Ru­he­stand für schwer­be­hin­der­ten Be­am­ten auch ohne In­te­gra­ti­ons­amt

An der Ent­schei­dung, ob ein schwer­be­hin­der­ter Be­am­ter wegen Dienst­un­fä­hig­keit in den Ru­he­stand ver­setzt wird, muss das In­te­gra­ti­ons­amt nicht be­tei­ligt wer­den. Auch die Recht­spre­chung des Eu­ro­päi­schen Ge­richts­hofs zur Gleich­be­hand­lung von Ar­beit­neh­mern und Be­am­ten ver­langt dies laut Bun­des­ver­wal­tungs­ge­richt nicht. Das Ver­wal­tungs­ver­fah­ren biete ver­gleich­ba­ren Schutz.

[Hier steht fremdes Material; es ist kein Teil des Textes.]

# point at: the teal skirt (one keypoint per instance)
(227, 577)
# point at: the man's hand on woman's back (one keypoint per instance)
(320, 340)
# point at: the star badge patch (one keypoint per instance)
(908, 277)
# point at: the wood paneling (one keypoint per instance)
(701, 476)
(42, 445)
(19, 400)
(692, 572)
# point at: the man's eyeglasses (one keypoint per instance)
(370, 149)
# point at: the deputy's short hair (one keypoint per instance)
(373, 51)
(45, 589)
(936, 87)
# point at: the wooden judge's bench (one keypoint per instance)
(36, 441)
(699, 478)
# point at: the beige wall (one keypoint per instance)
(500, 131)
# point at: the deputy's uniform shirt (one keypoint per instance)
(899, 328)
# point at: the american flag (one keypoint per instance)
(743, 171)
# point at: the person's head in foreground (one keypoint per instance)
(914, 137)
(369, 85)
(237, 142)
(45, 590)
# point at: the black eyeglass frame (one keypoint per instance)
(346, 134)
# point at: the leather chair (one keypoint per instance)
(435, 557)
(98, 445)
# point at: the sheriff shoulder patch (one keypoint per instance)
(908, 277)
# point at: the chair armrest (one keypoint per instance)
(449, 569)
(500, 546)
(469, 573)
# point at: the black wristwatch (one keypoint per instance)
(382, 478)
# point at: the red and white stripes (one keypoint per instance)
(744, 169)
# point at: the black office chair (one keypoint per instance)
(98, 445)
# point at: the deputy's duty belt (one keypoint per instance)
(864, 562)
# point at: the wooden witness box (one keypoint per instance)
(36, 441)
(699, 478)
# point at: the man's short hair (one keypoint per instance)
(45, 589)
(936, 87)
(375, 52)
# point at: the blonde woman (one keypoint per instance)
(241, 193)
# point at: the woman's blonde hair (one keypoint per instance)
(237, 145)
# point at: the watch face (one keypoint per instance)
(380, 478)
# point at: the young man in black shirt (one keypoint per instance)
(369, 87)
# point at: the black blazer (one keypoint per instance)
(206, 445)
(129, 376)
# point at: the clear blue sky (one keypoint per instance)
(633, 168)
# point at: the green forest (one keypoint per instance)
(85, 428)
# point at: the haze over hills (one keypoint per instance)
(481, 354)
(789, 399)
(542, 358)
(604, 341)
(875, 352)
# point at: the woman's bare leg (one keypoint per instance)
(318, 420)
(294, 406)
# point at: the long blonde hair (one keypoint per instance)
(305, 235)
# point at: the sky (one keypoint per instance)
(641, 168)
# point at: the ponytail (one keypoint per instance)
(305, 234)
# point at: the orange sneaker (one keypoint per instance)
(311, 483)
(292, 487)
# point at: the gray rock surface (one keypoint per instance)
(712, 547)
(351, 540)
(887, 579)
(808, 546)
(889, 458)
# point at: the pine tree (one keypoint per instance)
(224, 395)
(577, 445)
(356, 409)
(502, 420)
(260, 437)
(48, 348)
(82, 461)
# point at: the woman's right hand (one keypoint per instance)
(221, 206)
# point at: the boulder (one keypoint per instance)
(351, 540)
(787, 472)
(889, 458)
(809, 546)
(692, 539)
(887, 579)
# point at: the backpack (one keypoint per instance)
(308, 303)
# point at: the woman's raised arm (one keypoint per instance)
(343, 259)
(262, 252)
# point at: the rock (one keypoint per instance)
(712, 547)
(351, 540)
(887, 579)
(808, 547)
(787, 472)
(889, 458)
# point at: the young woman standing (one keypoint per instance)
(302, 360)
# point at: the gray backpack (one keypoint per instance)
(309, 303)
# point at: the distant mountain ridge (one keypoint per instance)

"Gra­vie­ren­de see­li­sche Er­kran­kung"

Ein Be­am­ter des BND wehr­te sich gegen seine Ver­set­zung in den Ru­he­stand wegen Dienst­un­fä­hig­keit. Er hatte zu­letzt einen Grad der Be­hin­de­rung (GdB) von 90. Ein­ge­tra­gen waren die Merk­zei­chen "RF" und "GL" (Rund­funk­ge­büh­ren­be­frei­ung und Ge­hör­lo­sig­keit). An­lass für die Zwei­fel an der Dienst­fä­hig­keit war al­ler­dings die Tat­sa­che, dass der BND-Mit­ar­bei­ter nach einem Au­to­un­fall im Sep­tem­ber 2015 dau­er­haft krank­ge­schrie­ben war. Nach einer Reihe von Un­ter­su­chun­gen, sta­tio­nä­ren Auf­ent­hal­ten und einer ge­schei­ter­ten Wie­der­ein­glie­de­rung holte der Dienst­herr 2018 ein psych­ia­trisch-neu­ro­lo­gi­sches Gut­ach­ten ein. Es liege eine gra­vie­ren­de see­li­sche Er­kran­kung vor, die mitt­ler­wei­le chro­nisch ge­wor­den sei, so das Er­geb­nis. Eine Wie­der­her­stel­lung der Leis­tungs­fä­hig­keit sei un­wahr­schein­lich. Zum 31.07.2019 wurde der Be­am­te vom Prä­si­den­ten des BND in den Ru­he­stand ver­setzt. Die Gleich­stel­lungs­be­auf­trag­te, die Schwer­be­hin­der­ten­ver­tre­tung und der Per­so­nal­rat er­ho­ben keine Ein­wän­de. Auch die Klage beim Bun­des­ver­wal­tungs­ge­richt führ­te zu kei­nem an­de­ren Er­geb­nis.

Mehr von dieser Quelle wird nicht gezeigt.